One of the world’s most classic and popular styles of red wine, Bordeaux-inspired blends have spread from their homeland in France to nearly every corner of the New World. Typically based on either Cabernet Sauvignon or Merlot and supported by Cabernet Franc, Malbec and Petit Verdot, the best of these are densely hued, fragrant, full of fruit and boast a structure that begs for cellar time. Somm Secret—Blends from Bordeaux are generally earthier compared to those from the New World, which tend to be fruit-dominant.
Marked by its historic fortified village—perhaps the prettiest in all of Bordeaux, the St-Émilion appellation, along with its neighboring village of Pomerol, are leaders in quality on the Right Bank of Bordeaux. These Merlot-dominant red wines (complemented by various amounts of Cabernet Franc and/or Cabernet Sauvignon) remain some of the most admired and collected wines of the world.
St-Émilion has the longest history in wine production in Bordeaux—longer than the Left Bank—dating back to an 8th century monk named Saint Émilion who became a hermit in one of the many limestone caves scattered throughout the area.
Today St-Émilion is made up of hundreds of independent farmers dedicated to the same thing: growing Merlot and Cabernet Franc (and tiny amounts of Cabernet Sauvignon). While always roughly the same blend, the wines of St-Émilion vary considerably depending on the soil upon which they are grown—and the soils do vary considerably throughout the region.

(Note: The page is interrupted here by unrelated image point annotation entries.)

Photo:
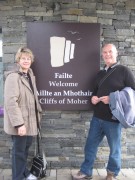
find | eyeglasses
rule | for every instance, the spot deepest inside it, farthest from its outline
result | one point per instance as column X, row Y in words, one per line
column 25, row 58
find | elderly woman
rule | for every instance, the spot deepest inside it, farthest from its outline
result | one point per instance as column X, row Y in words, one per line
column 21, row 111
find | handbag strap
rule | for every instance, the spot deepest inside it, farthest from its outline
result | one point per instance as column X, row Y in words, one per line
column 38, row 145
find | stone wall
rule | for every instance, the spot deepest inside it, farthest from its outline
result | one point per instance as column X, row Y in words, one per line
column 64, row 132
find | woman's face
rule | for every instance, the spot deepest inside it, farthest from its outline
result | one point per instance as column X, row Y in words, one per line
column 25, row 62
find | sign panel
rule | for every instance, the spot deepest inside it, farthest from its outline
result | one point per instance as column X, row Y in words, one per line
column 67, row 57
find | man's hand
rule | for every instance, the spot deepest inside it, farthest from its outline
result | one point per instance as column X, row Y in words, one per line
column 95, row 100
column 104, row 99
column 22, row 131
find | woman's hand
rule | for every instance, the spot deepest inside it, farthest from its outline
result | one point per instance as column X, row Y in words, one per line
column 22, row 130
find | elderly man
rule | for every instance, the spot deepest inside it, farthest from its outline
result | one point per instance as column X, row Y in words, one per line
column 112, row 78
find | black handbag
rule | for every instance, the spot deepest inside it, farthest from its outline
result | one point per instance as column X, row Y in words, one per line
column 38, row 168
column 39, row 163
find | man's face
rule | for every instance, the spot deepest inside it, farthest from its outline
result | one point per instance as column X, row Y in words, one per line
column 109, row 54
column 25, row 61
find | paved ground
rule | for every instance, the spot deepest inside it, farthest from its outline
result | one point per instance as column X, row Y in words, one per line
column 66, row 174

The chateaux with the highest classification (Premier Grand Cru Classés) are on gravel-rich soils or steep, clay-limestone hillsides. There are only four given the highest rank, called Premier Grand Cru Classés A (Chateau Cheval Blanc, Ausone, Angélus, Pavie) and 14 are Premier Grand Cru Classés B. Much of the rest of the vineyards in the appellation are on flatter land where the soils are a mix of gravel, sand and alluvial matter.
Great wines from St-Émilion will be deep in color, and might have characteristics of blackberry liqueur, black raspberry, licorice, chocolate, grilled meat, earth or truffles. They will be bold, layered and lush.